Glacial microbes gobble methane

Bacteria in Greenland’s melting ice sheet may consume the potent greenhouse gas

ICY MICROBES  In melt streams under Russell Glacier (shown), a glacier at the western edge of the Greenland Ice Sheet, researchers found bacteria that can gobble up methane as it gurgles out from under the glacier.

Brent Christner/LSU

Glacier-capped methane, poised to exacerbate global warming as it bubbles out from melting glaciers, may meet its end in the very ice from whence it came.

Microbes at the melting margins of Greenland’s ice sheet can gobble up the mighty greenhouse gas as it seeps from under thawing ice, researchers say. The finding suggests that these ice-capped stores of methane may have less of an impact on global climate than some scientists have feared (SN: 4/10/10, p. 15).

Methane escaping from under the world’s melting glaciers and the ice sheets of Greenland and Antarctica comes from microbes aptly called methanogens, which live deep below the ice with no oxygen. There, the microbes feast on carbon and belch out methane.

Now scientists have discovered that another mix of microbes, lurking in the outer layers of ice, dine on the greenhouse gas as it gurgles out from under the glacier. Trickles of oxygen-bearing water snaking through cracks in the ice rouse these bacteria, which use methane for food, says microbiologist Brent Christner of Louisiana State University in Baton Rouge. “They could be a really important sink for methane,” he says. These bacteria use oxygen to break down methane; the result is water and carbon dioxide, a gas with about one-twentieth of the heat-trapping power of methane.

Christner and colleagues found the methane-munching microbes in drainage from the base of Russell Glacier, on the western edge of Greenland’s ice sheet, during the summer melts of 2012 and 2013. By collecting water from the top of the ice and from below it, the team sorted out which microbes that lived on the icy edges and which had probably traveled from the deep underbelly of the glacier.

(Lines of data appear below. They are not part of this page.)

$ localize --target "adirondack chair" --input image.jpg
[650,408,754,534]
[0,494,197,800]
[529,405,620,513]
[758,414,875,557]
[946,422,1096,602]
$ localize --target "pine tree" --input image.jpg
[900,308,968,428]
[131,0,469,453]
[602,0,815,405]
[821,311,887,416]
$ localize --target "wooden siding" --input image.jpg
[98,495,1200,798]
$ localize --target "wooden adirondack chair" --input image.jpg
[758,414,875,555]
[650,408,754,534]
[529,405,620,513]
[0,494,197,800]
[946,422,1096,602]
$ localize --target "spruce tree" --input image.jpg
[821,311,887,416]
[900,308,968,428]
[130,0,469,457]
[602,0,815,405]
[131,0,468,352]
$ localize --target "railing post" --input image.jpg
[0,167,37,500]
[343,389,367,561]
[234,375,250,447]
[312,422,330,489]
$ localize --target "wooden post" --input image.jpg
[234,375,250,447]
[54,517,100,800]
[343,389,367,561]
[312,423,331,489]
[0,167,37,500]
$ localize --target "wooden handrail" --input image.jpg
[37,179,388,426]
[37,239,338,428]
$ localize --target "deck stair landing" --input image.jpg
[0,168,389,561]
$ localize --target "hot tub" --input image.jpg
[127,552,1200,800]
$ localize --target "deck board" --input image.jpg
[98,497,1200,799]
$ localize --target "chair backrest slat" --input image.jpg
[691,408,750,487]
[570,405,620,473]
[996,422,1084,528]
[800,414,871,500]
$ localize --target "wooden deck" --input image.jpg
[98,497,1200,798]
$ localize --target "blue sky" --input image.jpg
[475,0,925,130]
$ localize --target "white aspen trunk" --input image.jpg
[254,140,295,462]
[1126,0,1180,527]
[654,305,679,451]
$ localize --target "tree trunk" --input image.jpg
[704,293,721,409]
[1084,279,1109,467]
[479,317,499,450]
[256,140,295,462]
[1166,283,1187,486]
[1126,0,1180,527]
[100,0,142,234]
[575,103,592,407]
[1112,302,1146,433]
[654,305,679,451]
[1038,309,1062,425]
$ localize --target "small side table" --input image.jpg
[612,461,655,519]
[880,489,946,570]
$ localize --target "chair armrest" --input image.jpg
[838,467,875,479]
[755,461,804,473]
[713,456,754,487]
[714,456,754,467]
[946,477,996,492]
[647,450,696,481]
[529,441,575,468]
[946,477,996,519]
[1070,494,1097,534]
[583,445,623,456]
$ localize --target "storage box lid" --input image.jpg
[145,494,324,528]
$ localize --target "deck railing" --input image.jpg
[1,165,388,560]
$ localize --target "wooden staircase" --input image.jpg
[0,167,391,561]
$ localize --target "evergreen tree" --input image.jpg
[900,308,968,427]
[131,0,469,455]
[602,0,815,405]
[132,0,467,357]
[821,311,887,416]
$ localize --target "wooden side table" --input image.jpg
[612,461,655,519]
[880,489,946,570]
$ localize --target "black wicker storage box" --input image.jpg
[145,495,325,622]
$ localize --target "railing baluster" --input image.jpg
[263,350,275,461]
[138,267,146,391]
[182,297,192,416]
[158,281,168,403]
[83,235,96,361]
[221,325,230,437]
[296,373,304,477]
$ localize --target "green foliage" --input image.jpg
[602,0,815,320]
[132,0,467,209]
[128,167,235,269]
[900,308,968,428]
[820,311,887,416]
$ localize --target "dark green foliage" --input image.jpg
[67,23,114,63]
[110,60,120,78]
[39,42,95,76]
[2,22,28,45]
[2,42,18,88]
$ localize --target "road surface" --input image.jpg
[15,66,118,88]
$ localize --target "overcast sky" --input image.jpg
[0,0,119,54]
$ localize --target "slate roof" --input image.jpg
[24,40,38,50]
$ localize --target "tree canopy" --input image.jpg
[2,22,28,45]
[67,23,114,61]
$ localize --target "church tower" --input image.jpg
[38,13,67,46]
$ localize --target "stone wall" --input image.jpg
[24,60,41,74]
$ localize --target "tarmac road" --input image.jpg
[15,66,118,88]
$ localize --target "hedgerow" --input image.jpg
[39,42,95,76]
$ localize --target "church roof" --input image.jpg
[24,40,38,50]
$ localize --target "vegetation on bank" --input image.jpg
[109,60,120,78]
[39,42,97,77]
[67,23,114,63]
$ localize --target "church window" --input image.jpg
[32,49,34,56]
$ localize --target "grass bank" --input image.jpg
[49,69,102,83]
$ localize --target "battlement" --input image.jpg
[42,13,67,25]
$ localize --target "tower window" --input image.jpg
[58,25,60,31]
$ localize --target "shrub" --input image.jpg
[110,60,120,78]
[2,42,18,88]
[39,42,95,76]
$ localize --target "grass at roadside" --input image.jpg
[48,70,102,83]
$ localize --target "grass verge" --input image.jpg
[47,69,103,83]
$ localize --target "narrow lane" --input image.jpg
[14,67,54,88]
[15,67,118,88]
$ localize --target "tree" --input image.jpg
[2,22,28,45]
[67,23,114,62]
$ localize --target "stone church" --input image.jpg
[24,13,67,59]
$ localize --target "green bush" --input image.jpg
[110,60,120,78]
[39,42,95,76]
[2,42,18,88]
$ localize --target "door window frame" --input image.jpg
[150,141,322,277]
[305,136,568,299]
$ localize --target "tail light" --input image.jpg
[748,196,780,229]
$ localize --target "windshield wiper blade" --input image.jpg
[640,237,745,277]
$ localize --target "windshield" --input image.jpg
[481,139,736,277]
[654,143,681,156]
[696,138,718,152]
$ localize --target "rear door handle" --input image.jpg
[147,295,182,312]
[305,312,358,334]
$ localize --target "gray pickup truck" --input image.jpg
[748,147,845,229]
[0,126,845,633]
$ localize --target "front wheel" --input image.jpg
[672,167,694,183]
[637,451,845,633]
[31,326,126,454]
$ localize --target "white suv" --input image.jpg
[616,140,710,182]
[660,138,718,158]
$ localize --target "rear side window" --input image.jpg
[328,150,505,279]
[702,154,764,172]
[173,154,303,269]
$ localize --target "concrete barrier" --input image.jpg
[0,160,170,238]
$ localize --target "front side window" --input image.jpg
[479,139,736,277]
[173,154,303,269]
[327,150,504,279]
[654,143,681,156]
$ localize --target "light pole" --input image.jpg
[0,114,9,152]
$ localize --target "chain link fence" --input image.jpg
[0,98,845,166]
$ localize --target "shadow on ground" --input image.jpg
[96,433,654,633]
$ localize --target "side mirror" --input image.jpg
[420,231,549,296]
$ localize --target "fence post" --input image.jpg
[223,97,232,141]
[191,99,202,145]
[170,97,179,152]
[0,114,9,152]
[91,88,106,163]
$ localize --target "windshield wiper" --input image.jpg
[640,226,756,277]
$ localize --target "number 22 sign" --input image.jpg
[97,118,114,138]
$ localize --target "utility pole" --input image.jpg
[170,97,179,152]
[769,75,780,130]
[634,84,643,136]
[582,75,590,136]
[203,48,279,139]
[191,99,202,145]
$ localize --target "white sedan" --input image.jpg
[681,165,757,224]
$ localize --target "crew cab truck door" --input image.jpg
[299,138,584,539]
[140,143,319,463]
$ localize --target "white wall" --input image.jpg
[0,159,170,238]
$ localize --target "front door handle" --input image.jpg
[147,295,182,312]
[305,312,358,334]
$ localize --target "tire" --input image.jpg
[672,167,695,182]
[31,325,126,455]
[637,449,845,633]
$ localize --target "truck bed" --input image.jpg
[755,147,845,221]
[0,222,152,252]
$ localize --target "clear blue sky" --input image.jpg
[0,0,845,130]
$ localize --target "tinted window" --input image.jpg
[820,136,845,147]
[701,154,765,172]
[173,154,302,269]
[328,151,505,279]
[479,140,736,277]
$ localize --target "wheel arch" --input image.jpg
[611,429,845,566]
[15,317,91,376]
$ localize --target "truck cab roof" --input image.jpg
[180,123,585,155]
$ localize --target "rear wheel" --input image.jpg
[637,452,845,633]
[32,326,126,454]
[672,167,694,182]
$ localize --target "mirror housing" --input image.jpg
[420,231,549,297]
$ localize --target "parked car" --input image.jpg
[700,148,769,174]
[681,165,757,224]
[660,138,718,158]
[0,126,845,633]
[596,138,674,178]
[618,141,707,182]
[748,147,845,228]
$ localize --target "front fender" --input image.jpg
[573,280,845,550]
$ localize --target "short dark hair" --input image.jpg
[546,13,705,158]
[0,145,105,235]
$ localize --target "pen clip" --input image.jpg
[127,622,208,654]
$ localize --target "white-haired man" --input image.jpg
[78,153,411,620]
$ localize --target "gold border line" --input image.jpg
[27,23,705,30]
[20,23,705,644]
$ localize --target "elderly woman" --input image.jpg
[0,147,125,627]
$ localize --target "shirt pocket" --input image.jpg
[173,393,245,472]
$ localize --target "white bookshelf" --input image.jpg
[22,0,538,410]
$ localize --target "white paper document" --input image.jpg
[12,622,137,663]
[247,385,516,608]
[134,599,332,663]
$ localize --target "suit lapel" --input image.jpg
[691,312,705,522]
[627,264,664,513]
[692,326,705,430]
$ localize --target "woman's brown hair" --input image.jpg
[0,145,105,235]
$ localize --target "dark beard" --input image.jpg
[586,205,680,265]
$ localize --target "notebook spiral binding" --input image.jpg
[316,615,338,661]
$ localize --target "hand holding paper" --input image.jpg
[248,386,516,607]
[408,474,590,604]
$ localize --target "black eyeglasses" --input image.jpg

In the drainage from the glacier’s core, the researchers found methane-making microbes and their calling card: high concentrations of methane. The methane-feasting microbes thriving in the outer edges of the glacier, the team found, could chew up more than 98 percent of that methane in about 30 days. The findings appear April 17 in the ISME Journal.

However, the researchers don’t know how long it takes methane-loaded water to trickle out of a glacier and provide a buffet for bacteria, Christner says. Compared with the 30-day time frame, he says “it’s probably a lot shorter.” If the methane moves out of the ice faster, methane-hungry bacteria wouldn’t devour all of the gas before some of it escapes to the atmosphere. Despite researchers’ not knowing the true timing of events, the finding offers a glimpse of methane’s unseen cycle of life and death in ice, he adds.

A remaining big question, says geomicrobiologist Mark Skidmore of Montana State University in Bozeman, is how widespread is this methane cycling in ice. The finding is intriguing, he adds, because researchers don’t know how much methane is being made and then eaten under other glaciers and ice sheets, he says, or even in other places around Greenland.

In Antarctica, the scenario could be very different, biogeochemist Martyn Tranter of the University of Bristol in England says. There, little oxygen-toting water gets through the ice, a key step in waking up methane-destroying bacteria. But as melting continues, he adds, it could ramp up.

For now, Tranter says, the “wow factor” is the discovery of the methane-gobbling bacteria. “If I could have made up a dataset,” he says, “this is the one I would have made up.”